Extrapolation to N_p → ∞

Using the fit f = f_∞ + c/N_p:

\[ f_{dimer}(\infty) \approx 0.537 \]

⚠️ Partial Mobility

The QHE/BHE analogy predicts that in a macroscopic black hole, about 54% of punctures are mobile in a typical dimer covering, while 46% are locally frozen. This is a weaker form of topological order than the QHE Laughlin state (which has perfect mobility).

Distribution of Matchings

N_p % Frozen % Partial % Full
6 0.0% 28.6% 71.4%
12 2.9% 80.6% 16.5%
18 0.4% 95.2% 4.4%
24 0.2% 98.8% 1.0%

✅ Pattern Emerging

As N_p grows, both frozen and full-mobility matchings vanish.
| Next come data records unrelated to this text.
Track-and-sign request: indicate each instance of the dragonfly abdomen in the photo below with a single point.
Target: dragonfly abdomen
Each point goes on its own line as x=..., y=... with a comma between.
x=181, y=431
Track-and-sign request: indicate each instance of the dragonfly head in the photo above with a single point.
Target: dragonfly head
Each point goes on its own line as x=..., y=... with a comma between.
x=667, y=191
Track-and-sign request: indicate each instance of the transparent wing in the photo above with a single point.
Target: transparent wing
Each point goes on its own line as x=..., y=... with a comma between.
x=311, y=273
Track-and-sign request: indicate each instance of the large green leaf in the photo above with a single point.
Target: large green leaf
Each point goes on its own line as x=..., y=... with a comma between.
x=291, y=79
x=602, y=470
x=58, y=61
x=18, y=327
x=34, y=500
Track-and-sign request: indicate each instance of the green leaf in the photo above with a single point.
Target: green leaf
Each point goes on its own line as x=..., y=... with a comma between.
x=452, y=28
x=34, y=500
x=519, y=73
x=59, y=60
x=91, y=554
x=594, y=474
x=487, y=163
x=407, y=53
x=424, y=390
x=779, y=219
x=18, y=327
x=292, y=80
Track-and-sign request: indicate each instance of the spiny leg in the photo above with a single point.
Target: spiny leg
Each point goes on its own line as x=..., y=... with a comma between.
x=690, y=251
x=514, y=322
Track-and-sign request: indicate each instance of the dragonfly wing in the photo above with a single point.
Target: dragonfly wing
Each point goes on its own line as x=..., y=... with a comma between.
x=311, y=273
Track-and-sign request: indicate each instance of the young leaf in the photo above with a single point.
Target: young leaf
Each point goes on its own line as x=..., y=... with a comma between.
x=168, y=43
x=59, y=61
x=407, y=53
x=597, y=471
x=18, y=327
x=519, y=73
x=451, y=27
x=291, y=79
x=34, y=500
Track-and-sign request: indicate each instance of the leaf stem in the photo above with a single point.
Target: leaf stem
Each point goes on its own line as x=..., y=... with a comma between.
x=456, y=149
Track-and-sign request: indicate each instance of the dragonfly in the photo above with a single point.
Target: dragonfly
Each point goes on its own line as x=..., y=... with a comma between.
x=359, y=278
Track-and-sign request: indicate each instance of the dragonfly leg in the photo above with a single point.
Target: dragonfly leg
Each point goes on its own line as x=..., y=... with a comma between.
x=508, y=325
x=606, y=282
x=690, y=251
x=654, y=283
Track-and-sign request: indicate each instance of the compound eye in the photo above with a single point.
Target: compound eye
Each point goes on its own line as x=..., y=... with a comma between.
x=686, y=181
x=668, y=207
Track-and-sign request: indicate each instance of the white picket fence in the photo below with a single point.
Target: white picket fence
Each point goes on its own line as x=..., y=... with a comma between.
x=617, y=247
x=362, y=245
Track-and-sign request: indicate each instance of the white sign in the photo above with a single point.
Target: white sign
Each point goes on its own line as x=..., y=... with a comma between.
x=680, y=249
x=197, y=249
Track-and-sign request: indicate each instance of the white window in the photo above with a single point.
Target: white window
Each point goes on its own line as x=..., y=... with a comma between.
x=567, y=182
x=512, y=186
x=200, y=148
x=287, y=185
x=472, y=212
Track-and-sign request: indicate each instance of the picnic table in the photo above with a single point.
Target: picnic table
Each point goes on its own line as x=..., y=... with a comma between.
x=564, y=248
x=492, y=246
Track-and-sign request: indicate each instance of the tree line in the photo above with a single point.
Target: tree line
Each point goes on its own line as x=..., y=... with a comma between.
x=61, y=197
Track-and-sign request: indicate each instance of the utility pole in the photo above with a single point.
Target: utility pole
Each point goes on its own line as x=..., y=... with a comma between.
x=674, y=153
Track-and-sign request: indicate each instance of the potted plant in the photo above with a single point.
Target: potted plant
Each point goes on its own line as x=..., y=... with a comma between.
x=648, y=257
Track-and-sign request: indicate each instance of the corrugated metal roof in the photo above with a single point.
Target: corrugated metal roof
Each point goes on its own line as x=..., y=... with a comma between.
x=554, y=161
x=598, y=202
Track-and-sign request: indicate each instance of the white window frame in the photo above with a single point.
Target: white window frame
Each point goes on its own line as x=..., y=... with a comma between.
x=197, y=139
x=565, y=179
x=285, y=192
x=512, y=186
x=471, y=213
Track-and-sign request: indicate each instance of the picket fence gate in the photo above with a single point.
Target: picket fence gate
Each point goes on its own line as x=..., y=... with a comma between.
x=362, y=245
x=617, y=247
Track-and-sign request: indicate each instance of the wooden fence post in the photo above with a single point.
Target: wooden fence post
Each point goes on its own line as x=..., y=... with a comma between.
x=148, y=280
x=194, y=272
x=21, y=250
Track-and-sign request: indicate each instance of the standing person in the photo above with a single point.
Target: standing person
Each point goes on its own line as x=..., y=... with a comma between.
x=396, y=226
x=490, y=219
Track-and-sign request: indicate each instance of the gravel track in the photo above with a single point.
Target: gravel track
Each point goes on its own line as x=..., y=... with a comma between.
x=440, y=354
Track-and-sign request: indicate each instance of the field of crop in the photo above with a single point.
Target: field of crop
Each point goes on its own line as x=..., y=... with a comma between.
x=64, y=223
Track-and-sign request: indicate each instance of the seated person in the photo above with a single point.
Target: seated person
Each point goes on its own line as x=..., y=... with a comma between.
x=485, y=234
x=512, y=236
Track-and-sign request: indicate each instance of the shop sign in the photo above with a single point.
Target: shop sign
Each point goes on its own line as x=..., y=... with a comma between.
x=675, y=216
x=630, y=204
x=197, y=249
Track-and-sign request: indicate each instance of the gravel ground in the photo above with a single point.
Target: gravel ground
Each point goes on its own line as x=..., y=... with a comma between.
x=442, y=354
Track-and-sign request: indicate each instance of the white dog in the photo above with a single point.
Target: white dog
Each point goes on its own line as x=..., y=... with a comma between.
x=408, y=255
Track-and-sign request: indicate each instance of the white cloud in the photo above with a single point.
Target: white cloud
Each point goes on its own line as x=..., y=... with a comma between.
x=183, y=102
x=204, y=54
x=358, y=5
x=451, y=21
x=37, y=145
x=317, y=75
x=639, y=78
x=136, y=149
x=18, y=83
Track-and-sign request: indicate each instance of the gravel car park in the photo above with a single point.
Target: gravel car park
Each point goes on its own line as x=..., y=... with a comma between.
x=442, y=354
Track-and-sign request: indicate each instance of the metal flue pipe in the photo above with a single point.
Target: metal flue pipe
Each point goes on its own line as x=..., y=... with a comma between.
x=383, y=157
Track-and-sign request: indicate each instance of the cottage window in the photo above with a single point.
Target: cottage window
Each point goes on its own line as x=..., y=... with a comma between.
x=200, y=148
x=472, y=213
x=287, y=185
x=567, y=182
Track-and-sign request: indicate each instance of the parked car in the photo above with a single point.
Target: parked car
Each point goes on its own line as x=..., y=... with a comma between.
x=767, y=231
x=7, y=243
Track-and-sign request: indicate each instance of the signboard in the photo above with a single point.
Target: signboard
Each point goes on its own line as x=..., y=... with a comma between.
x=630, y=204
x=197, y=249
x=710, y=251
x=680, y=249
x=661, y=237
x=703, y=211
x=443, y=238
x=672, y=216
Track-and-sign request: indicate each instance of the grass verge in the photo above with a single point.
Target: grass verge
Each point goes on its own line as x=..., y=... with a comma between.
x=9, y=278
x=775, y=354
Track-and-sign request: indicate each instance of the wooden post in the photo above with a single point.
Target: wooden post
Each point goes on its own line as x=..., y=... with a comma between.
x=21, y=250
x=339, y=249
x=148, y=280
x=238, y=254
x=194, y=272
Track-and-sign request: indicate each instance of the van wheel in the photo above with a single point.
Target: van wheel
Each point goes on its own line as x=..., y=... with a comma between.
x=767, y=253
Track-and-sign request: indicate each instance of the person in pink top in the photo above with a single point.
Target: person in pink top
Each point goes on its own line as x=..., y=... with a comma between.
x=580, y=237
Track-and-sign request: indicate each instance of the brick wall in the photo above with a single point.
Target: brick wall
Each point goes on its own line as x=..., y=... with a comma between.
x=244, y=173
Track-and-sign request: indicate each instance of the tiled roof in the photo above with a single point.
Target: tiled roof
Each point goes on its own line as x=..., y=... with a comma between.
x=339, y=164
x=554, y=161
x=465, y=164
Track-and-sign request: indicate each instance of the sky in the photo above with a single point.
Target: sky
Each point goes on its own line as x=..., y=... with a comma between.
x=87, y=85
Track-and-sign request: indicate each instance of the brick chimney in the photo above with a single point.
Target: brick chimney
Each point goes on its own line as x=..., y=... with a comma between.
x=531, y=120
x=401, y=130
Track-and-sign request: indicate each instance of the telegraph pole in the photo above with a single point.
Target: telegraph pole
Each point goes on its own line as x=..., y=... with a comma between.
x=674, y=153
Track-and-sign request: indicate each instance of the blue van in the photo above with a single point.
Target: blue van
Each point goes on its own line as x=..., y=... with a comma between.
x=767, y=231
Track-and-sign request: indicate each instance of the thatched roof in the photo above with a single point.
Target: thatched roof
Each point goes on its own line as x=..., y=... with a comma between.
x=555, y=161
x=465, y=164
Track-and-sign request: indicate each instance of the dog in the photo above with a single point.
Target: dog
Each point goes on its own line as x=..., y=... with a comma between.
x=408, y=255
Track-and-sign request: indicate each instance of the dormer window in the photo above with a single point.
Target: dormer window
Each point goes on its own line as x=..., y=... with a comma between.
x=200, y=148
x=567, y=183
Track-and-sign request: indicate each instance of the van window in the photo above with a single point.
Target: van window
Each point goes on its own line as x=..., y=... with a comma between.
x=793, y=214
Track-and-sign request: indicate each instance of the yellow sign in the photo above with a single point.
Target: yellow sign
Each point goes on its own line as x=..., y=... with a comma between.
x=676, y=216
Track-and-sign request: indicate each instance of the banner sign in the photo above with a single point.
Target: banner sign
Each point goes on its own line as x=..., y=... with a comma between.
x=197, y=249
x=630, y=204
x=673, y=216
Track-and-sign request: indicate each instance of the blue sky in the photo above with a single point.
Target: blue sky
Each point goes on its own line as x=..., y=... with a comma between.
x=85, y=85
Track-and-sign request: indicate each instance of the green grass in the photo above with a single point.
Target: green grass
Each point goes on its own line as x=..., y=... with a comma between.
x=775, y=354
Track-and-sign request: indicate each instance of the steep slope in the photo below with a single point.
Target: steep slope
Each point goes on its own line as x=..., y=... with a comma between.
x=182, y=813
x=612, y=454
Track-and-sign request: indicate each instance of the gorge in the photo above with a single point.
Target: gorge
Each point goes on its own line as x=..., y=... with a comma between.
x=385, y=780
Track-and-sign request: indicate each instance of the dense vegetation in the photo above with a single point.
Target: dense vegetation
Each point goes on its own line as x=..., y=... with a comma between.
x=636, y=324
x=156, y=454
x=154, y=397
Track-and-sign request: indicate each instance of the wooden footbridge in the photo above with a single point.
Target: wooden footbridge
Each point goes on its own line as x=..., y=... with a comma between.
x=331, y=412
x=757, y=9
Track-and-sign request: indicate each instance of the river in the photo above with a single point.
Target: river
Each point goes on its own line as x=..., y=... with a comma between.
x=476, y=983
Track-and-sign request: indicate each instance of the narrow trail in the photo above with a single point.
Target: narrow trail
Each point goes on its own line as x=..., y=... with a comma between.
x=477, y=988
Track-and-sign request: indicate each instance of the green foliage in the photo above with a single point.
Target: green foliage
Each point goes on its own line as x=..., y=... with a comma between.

The vast majority of matchings are partially mobile, with ~54% of punctures flippable on average.

Visualization

Dimer mobility scaling

Interpretation

The dimer mobility fraction f_dimer measures what fraction of punctures participate in at least one flippable plaquette in a typical matching. As the horizon grows:

  • The number of dimer coverings grows exponentially (10^4 at N_p=24)
  • The fraction of frozen matchings vanishes (0.2% at N_p=24)
  • The fraction of full-mobility matchings also vanishes (1.0% at N_p=24)
  • Most matchings are partially mobile, with ~54% of punctures flippable

This suggests the QHE/BHE horizon is in a partially liquid state: not fully rigid (solid-like) but not fully resonant (liquid-like) either. The punctures form a mixed phase where some regions are mobile and others are frozen.

Comparison to QHE

In the quantum Hall effect, the Laughlin state is a true liquid with perfect mobility (all electrons participate in collective motion). The BHE analogy predicts a weaker form of topological order: a partially resonating state where only ~54% of punctures are mobile.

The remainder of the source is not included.